Definition
An AI training cluster is a single, tightly connected facility holding tens or hundreds of thousands of specialized chips (GPUs) that train large AI models together.
At a glance
- Ranked two ways: chip count (GPUs) and electrical power. One gigawatt powers roughly 750,000 homes.
- xAI’s Colossus (Memphis) jumped to 200,000+ chips in under a year, targeting 1 million.[2]
- Meta’s Prometheus (Ohio) is billed as the first 1-gigawatt AI data center, due in 2026.
- Each campus costs tens of billions and often builds its own power plant.
How it works
A cluster is a warehouse-sized building, not a single computer, packed with rows of GPUs wired together so they train one model at once. More chips plus more power means bigger, faster models. Power is the real bottleneck, and top sites plan for several gigawatts each.[5]
The leaders
- xAI Colossus (Memphis) — 200,000+ GPUs today, ~2 GW planned.
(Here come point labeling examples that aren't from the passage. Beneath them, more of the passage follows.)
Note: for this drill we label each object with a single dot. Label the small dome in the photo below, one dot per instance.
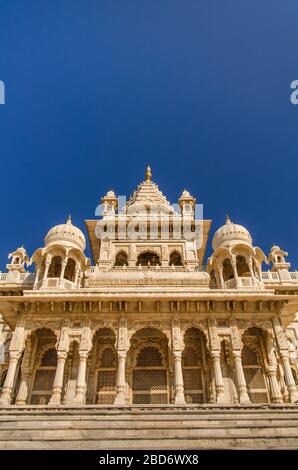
(230, 232)
(110, 194)
(185, 193)
(66, 232)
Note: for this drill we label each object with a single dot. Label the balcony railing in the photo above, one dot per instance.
(244, 283)
(274, 278)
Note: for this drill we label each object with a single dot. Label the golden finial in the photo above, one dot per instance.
(148, 175)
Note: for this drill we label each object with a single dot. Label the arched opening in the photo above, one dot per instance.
(55, 267)
(242, 266)
(213, 281)
(44, 366)
(2, 378)
(71, 373)
(195, 367)
(103, 368)
(175, 259)
(44, 378)
(148, 367)
(228, 373)
(295, 376)
(253, 362)
(148, 258)
(121, 259)
(228, 272)
(70, 270)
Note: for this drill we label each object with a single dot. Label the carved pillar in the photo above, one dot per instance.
(58, 380)
(234, 266)
(122, 347)
(77, 272)
(46, 271)
(276, 396)
(23, 390)
(121, 384)
(178, 346)
(219, 385)
(63, 266)
(221, 279)
(36, 277)
(243, 395)
(289, 379)
(80, 396)
(237, 346)
(251, 270)
(179, 385)
(215, 356)
(7, 391)
(284, 354)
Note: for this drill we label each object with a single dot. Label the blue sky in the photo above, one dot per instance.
(97, 89)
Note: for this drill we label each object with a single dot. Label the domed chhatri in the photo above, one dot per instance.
(66, 232)
(230, 232)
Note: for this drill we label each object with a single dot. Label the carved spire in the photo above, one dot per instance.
(148, 175)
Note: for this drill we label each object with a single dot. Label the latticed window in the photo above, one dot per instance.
(254, 376)
(121, 259)
(150, 384)
(55, 267)
(148, 259)
(106, 377)
(149, 356)
(192, 374)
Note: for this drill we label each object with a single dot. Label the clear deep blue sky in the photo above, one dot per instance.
(96, 89)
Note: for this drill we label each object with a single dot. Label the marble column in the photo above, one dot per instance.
(234, 266)
(80, 396)
(63, 266)
(276, 395)
(178, 379)
(219, 385)
(252, 275)
(22, 395)
(7, 391)
(77, 272)
(121, 383)
(289, 379)
(46, 271)
(58, 380)
(220, 272)
(243, 395)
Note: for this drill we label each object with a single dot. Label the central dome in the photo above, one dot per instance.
(66, 232)
(229, 233)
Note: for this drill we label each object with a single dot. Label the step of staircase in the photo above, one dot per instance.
(149, 427)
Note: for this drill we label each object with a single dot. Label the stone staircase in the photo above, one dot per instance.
(149, 427)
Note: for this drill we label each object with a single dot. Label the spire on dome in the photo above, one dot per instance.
(148, 175)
- Meta Prometheus (Ohio) — first 1-gigawatt AI data center, ~500,000+ GPUs, online 2026.[4]
- OpenAI Stargate (Abilene, TX) — 450,000+ Nvidia GB200 GPUs, ~1.2 GW, first buildings live 2025.[3]
- Meta Hyperion (Louisiana) — city-sized campus scaling to 5 GW over several years.
How to read it
Treat the numbers as moving targets. Firms announce capacity years before hardware ships, so a “5-gigawatt” site may run only a fraction today.[1] The reliable signal is the direction: relentlessly up.
Bottom line
The race for the largest cluster is a race for chips and power at once, and a small city’s worth of electricity is now the price of competing at the frontier.